I had graduated as an R.N. from the Kingston General Hospital in the fall of 1947 and had come to Deep River in the spring of 1948 to work in the hospital and occasionally at the Atomic Energy Plant in Chalk River. Within months I was the office nurse for Dr. Bill Skelly, the very kind chief of the hospital. I was in my twenty-fourth year and life in the Staff Hotel and the Deep River community was exciting and enriching. The town of Deep River was alive with a vibrancy scarcely matched in any other small town in Canada. The cultural breadth of our social life was due in large part to the presence of “the Brits” – the atomic scientists from Harwell, England. We locals were eager acolytes and together we created the Drama Club, Choral Society, Music Society, Art Club, Photo Club, Sailing Club, etc. etc. I will not attempt to name all of those involved in this expression of creative talent for fear of omitting someone but it seems unfair not to acknowledge my clear memories of Nat Moss, Geoff Hanna, Truda Goldschmidt and the Carmichael’s. My own highlights are of playing Cecily in “The Importance of Being Earnest” and doing four of the five sets for “The Circle of Chalk”, an esoteric play with a Chinese theme. The backdrops for this play were a monumental challenge. The canvases were colossal in size and I painted them while they were hung on a wall in one of the old prisoner-of-war huts still sitting in the outskirts of the town. I remember being high on a ladder, late at night, painting the red and gold dragon for the fifth act. I also remember being “high” on the ladder from the pungent fumes of the gold leaf paint! I used to worry that I would keel over and not be found until spring! The photo club was another source of great fun. I still have the exceptional black and white, glamorous photos which Jimmy Baird and Gord Broomhall took of me.

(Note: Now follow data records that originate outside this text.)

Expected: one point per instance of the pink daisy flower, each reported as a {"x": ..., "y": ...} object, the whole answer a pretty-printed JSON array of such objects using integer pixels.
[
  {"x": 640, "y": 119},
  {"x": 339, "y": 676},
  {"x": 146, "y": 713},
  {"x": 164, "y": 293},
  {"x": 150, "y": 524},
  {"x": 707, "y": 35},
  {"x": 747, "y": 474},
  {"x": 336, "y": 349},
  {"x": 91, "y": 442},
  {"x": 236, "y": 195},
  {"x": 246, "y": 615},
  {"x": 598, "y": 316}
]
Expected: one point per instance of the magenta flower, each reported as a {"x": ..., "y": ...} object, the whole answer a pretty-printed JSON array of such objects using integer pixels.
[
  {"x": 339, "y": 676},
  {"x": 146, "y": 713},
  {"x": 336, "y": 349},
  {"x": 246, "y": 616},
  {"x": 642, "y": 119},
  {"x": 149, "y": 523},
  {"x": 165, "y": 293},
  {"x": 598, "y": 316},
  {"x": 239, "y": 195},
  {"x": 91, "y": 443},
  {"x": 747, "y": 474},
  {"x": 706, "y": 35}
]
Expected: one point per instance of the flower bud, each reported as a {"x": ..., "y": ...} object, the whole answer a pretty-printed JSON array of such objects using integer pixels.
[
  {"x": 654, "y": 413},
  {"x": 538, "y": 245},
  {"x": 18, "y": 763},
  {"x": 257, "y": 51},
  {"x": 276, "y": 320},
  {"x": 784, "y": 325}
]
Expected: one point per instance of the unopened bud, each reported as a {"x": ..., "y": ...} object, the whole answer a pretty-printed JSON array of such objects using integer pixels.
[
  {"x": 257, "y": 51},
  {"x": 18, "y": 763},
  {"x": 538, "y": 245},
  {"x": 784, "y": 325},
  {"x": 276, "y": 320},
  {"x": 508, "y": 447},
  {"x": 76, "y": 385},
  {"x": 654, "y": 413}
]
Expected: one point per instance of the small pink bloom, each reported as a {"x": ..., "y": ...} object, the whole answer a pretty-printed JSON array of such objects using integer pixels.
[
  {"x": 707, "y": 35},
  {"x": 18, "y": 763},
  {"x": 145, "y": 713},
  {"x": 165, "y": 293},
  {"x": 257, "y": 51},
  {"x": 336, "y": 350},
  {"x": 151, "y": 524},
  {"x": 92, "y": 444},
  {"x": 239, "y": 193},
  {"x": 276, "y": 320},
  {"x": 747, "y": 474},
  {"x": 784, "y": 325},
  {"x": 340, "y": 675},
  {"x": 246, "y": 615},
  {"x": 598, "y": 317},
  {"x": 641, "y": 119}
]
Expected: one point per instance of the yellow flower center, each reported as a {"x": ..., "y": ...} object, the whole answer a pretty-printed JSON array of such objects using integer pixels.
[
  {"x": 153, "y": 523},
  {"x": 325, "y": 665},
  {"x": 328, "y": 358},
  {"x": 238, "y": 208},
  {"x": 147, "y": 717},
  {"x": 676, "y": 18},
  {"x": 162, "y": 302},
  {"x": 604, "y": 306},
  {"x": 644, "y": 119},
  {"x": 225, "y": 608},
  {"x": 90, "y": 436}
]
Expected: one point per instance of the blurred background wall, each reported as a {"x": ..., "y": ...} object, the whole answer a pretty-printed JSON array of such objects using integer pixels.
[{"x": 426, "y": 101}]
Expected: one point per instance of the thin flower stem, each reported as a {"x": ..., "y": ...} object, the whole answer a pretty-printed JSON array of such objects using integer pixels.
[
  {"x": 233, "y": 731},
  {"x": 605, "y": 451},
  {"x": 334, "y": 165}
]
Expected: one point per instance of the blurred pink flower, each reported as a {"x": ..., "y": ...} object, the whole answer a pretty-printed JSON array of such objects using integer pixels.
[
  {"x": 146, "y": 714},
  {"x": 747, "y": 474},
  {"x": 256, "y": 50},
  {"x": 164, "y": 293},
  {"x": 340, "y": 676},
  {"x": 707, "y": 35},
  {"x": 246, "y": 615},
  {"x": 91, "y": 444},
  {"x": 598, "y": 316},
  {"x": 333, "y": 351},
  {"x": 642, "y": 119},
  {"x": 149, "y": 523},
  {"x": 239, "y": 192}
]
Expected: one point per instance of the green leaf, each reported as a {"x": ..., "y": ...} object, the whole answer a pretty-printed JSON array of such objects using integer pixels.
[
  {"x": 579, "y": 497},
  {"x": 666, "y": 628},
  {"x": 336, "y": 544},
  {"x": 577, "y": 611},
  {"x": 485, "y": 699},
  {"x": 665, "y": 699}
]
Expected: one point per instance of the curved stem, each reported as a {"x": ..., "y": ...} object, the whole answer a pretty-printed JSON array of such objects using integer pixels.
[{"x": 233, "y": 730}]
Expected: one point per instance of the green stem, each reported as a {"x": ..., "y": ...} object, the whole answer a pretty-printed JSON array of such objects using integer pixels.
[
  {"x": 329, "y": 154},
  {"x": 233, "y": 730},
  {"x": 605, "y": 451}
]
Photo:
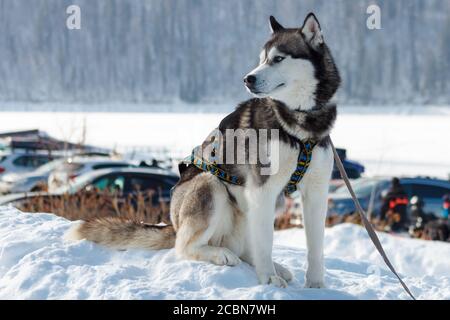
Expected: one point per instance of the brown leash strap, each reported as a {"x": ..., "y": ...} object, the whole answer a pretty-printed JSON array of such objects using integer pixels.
[{"x": 373, "y": 236}]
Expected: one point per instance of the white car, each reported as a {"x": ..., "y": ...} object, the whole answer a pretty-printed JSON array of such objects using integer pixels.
[
  {"x": 27, "y": 182},
  {"x": 21, "y": 162},
  {"x": 65, "y": 174}
]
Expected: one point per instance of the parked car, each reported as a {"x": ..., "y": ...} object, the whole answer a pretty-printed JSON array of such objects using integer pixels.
[
  {"x": 27, "y": 182},
  {"x": 77, "y": 166},
  {"x": 20, "y": 162},
  {"x": 429, "y": 190},
  {"x": 122, "y": 182}
]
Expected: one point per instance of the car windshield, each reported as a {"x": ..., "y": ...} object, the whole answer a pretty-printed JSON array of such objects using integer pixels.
[
  {"x": 362, "y": 187},
  {"x": 77, "y": 184},
  {"x": 52, "y": 165}
]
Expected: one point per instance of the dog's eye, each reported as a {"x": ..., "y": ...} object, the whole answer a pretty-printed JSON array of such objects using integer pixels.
[{"x": 278, "y": 59}]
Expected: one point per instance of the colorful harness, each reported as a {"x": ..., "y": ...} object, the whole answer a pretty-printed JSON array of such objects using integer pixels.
[{"x": 304, "y": 159}]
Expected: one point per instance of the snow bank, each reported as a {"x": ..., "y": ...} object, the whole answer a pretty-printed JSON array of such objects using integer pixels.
[{"x": 36, "y": 263}]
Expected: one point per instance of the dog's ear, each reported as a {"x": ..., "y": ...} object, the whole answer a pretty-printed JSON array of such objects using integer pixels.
[
  {"x": 275, "y": 26},
  {"x": 311, "y": 31}
]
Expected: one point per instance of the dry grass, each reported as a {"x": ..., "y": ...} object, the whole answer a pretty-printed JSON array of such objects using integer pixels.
[{"x": 90, "y": 205}]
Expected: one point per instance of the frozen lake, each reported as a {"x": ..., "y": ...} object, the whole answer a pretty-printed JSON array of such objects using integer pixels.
[{"x": 388, "y": 141}]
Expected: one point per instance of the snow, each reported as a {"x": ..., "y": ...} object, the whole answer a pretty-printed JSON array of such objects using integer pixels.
[
  {"x": 36, "y": 263},
  {"x": 387, "y": 140}
]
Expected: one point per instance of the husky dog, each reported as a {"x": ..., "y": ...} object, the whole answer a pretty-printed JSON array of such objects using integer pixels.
[{"x": 224, "y": 223}]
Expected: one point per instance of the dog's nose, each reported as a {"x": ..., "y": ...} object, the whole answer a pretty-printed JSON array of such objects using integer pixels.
[{"x": 250, "y": 80}]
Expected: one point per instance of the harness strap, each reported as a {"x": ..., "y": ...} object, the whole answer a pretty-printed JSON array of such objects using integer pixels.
[
  {"x": 373, "y": 236},
  {"x": 213, "y": 169},
  {"x": 303, "y": 161}
]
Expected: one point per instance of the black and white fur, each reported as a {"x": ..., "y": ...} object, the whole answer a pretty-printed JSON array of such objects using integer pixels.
[{"x": 224, "y": 223}]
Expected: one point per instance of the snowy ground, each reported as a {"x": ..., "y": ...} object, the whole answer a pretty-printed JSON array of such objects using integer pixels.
[
  {"x": 35, "y": 263},
  {"x": 387, "y": 140}
]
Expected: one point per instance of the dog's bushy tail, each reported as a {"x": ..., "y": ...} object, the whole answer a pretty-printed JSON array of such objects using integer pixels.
[{"x": 119, "y": 233}]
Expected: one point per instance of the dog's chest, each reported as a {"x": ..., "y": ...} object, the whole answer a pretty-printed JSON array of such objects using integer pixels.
[{"x": 283, "y": 163}]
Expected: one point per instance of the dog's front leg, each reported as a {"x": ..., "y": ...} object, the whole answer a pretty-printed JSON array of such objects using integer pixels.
[
  {"x": 315, "y": 201},
  {"x": 261, "y": 214}
]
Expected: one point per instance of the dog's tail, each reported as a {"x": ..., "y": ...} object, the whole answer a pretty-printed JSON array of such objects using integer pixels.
[{"x": 122, "y": 234}]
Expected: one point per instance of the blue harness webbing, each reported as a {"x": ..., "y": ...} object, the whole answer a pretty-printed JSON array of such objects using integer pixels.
[{"x": 303, "y": 161}]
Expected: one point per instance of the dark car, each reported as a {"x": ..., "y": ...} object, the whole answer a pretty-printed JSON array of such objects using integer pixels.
[{"x": 429, "y": 190}]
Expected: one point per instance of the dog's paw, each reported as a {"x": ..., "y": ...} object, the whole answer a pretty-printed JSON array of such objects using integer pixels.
[
  {"x": 272, "y": 279},
  {"x": 314, "y": 284},
  {"x": 283, "y": 272},
  {"x": 226, "y": 257}
]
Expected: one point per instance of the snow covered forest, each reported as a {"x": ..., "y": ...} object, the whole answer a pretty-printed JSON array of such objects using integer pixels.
[{"x": 159, "y": 51}]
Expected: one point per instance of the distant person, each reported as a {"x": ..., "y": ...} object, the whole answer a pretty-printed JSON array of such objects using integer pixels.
[
  {"x": 416, "y": 205},
  {"x": 393, "y": 209},
  {"x": 445, "y": 206}
]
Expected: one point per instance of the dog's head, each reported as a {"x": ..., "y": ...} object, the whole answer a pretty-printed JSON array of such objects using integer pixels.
[{"x": 295, "y": 67}]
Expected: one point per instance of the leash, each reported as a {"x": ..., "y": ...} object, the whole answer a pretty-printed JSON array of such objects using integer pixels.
[{"x": 373, "y": 236}]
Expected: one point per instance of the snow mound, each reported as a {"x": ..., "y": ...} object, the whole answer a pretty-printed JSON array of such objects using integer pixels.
[{"x": 37, "y": 263}]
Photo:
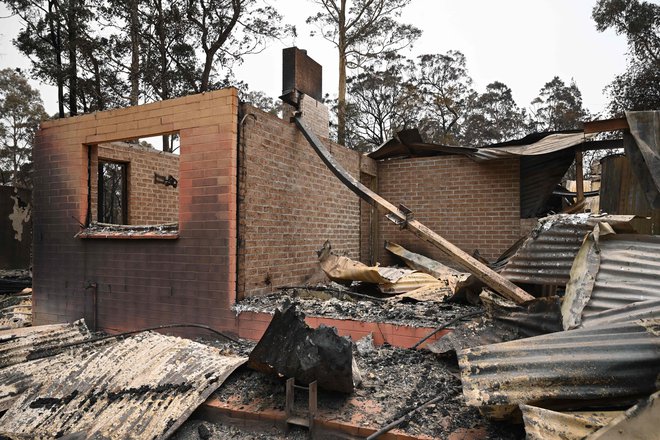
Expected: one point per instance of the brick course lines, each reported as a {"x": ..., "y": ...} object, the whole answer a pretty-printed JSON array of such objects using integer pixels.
[
  {"x": 473, "y": 205},
  {"x": 140, "y": 283}
]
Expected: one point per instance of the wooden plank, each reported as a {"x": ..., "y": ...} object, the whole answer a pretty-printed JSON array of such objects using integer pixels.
[
  {"x": 491, "y": 278},
  {"x": 606, "y": 125},
  {"x": 579, "y": 177}
]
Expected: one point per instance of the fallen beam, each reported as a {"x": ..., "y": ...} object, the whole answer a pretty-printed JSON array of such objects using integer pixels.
[{"x": 404, "y": 219}]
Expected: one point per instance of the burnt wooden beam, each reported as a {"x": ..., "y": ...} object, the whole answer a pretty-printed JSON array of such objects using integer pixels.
[
  {"x": 404, "y": 219},
  {"x": 606, "y": 125}
]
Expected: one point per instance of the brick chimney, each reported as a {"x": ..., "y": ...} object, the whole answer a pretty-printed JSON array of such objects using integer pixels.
[{"x": 302, "y": 80}]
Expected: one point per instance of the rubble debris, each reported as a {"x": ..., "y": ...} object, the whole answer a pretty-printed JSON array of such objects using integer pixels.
[
  {"x": 16, "y": 309},
  {"x": 403, "y": 217},
  {"x": 610, "y": 271},
  {"x": 365, "y": 345},
  {"x": 141, "y": 387},
  {"x": 412, "y": 314},
  {"x": 107, "y": 230},
  {"x": 390, "y": 280},
  {"x": 631, "y": 312},
  {"x": 546, "y": 256},
  {"x": 504, "y": 321},
  {"x": 610, "y": 364},
  {"x": 456, "y": 281},
  {"x": 290, "y": 348},
  {"x": 445, "y": 325},
  {"x": 545, "y": 424},
  {"x": 394, "y": 381},
  {"x": 22, "y": 344},
  {"x": 638, "y": 423}
]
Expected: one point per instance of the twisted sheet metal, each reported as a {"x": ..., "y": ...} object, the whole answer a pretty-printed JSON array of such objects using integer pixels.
[
  {"x": 18, "y": 345},
  {"x": 631, "y": 312},
  {"x": 546, "y": 256},
  {"x": 142, "y": 387},
  {"x": 612, "y": 363},
  {"x": 629, "y": 272},
  {"x": 544, "y": 424}
]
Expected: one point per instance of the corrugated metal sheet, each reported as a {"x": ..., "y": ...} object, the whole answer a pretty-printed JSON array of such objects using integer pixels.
[
  {"x": 549, "y": 144},
  {"x": 547, "y": 255},
  {"x": 609, "y": 272},
  {"x": 544, "y": 424},
  {"x": 611, "y": 364},
  {"x": 409, "y": 143},
  {"x": 142, "y": 387},
  {"x": 629, "y": 272},
  {"x": 622, "y": 194},
  {"x": 19, "y": 345},
  {"x": 638, "y": 423},
  {"x": 504, "y": 321},
  {"x": 631, "y": 312}
]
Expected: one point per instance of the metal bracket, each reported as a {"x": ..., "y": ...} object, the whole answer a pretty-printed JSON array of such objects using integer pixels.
[{"x": 291, "y": 417}]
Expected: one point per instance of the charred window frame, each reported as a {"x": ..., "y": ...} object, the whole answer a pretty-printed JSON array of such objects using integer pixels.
[{"x": 112, "y": 206}]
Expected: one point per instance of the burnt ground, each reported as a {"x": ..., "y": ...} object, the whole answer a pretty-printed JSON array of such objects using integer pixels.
[
  {"x": 334, "y": 304},
  {"x": 395, "y": 380}
]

It was a wonderful life but something was missing – a man. Since Queens and KGH I had had seven proposals of marriage but I knew that none of them was Mr. Right. My dear friend and fellow nurse, Eleanor “Duffy” Flett, decided to do something about this. The June Ball, held every year on the second Saturday of June and for which I had designed and painted many of the decoration, was occurring in a few days and I did not have a date. Duffy approached the handsome young student minister, Nino Gualtieri. It seems that Nino had already seen me in my nurse’s uniform wearing ballet slippers and leading my ballet class down the hallway for a noontime practice. My sartorial outfit piqued his interest. He had again seen me alone at the famous Ox Roast the Brits had staged to celebrate the ascension to the throne of Queen Elizabeth Two. At the street dance that evening, prior to the Queen’s Coronation on June 2, 1953, he searched for me but I was in my room painting a mural for the Yacht Club. Duffy arranged for Nino and me to meet and suddenly I had a date for the June Ball. I was in sheer heaven. I thought I was the luckiest girl on the dance floor. The next day - Sunday – I was not in the laundry room but walking to church on the minister’s arm. That afternoon we canoed across the Ottawa River to the beach on the opposite shore. Paddling back we began to talk about music. I had a large, eclectic collection of 78’s and Nino said “You know what – if you have a record of my favourite piece of music I will marry you”. Then I said “Tell me what it is” and he replied “No, no, you won’t have it”, but I persisted. Nino, by now a bit shaken by his recklessness, said “Jesu, Joy of Man’s Desiring” and I said “Name the day!” Nino’s joke is that he ran around frantically for two years looking for someone good enough to take his place but finally just had to sacrifice himself. Nino’s widowed Italian mother was displeased that her twenty-two year old son had proposed to a nearly twenty-nine year old spinster. It was the disaster of the century for her but others thought it was the romance of the century.

We were married the second Saturday of June in 1955 and fifty-four years later we are still in love.